2. Focus on powerhouse foods:
- Fresh or Frozen Fruits and Vegetables: give energy and nutrients needed to stay active, focused and healthy
- Aim for 2 pieces of fresh fruit and 1-2 cups of Vegetables everyday. Fruit juices are a source of liquid and nutrients but more benefit comes from eating the whole fruit.
- Lean Sources of Protein: help build new muscle and repair damaged tissues. Baking, grilling, broiling boiling or steaming are great ways to prepare meats. Lean choices include:
- Fresh or frozen Fish, Canned Tuna or Salmon
- Skinless Chicken Breast
- Peanut Butter
- 1%, 2% or Part Skim Cheese
- Whole Grains, breads and cereals: are great source of vitamins, minerals and fiber. They provide a strong source of Carbohydrates, the body’s preferred fuel source! Sources include:
- Oatmeal, Grits or Whole Wheat Cold Cereals
- Whole Wheat Breads, English Muffins, Tortillas
- Wheat Pasta, Brown Rice
3. Drink 8 oz of 1% or Fat Free Milk or Eat Yogurt at least twice everyday! Milk supplies protein and carbohydrate and is an excellent source of calcium, potassium and many other important nutrients!
4. Plan on adding snacks during the day to fit around practices and games.
- Snack Ideas: [Good to use as pre or post game snack!]
- Peanut Butter Crackers, graham crackers or sandwich with a Banana and Glass of Milk
- Cup of Yogurt, piece of fruit, and pretzels with water
- Cup of Yogurt with granola cereal
- 3 Fig Newton’s with a glass of water or milk
- Cheese and crackers, grapes, and water
- Homemade Trail Mix: Handful of nuts (any type will work) mixed with a ½ handful of dried fruit (raisins, cranberries, apricots, etc.)
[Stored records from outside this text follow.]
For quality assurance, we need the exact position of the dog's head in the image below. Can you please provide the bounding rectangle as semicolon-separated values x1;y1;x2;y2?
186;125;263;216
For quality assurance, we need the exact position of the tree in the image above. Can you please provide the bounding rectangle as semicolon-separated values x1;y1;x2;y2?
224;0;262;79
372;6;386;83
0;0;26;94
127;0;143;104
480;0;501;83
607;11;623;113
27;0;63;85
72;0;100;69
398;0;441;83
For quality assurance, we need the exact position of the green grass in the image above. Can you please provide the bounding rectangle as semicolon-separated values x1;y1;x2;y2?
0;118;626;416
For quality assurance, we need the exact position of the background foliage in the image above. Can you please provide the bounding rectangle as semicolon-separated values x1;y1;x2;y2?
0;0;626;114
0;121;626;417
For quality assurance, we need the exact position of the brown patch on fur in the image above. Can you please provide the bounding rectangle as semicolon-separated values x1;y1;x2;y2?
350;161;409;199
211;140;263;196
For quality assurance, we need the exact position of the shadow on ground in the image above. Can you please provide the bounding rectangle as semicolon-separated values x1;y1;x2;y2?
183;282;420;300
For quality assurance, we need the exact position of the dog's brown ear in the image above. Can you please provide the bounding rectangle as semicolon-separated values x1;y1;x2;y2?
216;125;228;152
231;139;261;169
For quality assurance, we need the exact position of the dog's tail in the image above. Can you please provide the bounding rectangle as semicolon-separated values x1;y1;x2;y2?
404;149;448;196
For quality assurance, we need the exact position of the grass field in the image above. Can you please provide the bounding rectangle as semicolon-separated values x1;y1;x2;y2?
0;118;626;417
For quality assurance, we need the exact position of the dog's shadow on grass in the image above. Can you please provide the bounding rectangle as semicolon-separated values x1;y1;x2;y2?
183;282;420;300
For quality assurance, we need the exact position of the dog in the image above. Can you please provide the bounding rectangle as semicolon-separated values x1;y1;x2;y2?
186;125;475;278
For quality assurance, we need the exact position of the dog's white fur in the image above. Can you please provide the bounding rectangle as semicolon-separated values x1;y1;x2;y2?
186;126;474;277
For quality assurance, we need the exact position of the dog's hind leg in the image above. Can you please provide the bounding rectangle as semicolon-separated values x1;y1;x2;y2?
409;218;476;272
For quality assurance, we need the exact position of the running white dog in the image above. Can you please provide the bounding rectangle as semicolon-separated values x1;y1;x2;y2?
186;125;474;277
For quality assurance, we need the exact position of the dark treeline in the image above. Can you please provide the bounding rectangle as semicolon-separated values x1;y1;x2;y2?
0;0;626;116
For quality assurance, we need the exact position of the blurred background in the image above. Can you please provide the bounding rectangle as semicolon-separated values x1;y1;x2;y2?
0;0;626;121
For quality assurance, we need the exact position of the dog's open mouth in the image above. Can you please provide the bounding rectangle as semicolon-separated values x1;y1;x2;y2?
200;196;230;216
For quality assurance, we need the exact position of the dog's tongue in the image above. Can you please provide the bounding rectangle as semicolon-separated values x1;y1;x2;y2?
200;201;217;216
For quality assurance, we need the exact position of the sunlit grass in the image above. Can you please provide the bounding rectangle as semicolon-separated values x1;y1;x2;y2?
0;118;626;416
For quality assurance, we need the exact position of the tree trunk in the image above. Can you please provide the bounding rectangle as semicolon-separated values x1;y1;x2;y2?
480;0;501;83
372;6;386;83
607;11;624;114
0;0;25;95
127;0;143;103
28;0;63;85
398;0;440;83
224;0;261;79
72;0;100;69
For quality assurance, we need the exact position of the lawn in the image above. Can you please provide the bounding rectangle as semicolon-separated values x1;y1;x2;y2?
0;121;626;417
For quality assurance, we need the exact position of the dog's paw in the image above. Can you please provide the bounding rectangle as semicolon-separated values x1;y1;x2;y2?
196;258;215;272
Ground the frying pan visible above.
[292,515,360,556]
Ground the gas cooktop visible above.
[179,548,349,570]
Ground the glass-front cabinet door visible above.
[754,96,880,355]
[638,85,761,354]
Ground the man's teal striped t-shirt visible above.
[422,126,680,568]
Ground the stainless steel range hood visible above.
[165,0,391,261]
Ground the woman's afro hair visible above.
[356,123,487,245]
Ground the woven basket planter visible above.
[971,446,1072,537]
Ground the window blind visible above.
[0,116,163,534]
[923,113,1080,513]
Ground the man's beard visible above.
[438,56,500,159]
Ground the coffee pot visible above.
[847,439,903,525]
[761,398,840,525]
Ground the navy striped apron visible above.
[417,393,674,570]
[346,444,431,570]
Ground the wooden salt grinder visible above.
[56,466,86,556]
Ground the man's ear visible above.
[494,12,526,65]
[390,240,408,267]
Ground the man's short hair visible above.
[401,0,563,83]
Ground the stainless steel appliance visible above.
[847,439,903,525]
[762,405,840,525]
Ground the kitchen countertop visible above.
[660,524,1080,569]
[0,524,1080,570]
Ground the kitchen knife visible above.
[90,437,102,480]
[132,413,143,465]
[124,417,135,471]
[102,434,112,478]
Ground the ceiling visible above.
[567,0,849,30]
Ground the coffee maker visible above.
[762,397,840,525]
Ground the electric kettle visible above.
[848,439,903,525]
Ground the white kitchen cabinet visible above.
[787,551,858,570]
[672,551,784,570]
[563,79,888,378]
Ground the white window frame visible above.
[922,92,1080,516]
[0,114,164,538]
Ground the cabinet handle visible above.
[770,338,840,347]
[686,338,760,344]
- Celery and or Apple with peanut butter
- Cereal and low fat milk. Add some fruit!
5. Limit Fast Foods! Most restaurant meals short change you in fruits and vegetables and contain excessive amounts of sodium. If you choose fast foods, make sure to add fresh fruit to the meal and choose Low Fat (1%) or Fat Free (Skim) milk in place of sodas or tea.
6. Stay hydrated during the day by drinking plenty of fluids.
You should be urinating at least every 2-3 hours. Sports drinks may help some, but your first choice should be water. You can monitor urine color to get a better idea of how well hydrated you are. Try to keep urine color between the numbers 1 and 3. (See chart below)
You do not want your urine to be totally clear as that could signify over-hydration. Also keep in mind, certain medications, vitamins and herbal supplements can cause urine colors to change.
7. Rest and Recovery! Games and practices can make it difficult to keep a regular sleep pattern. It is important to get proper rest to help reduce risk of injuries and provide for time to recover from training. Get a jump on nutrition by planning meals and snacks in advance to help when time becomes limited.
It’s Your Health. It’s Your Life. Make That Change!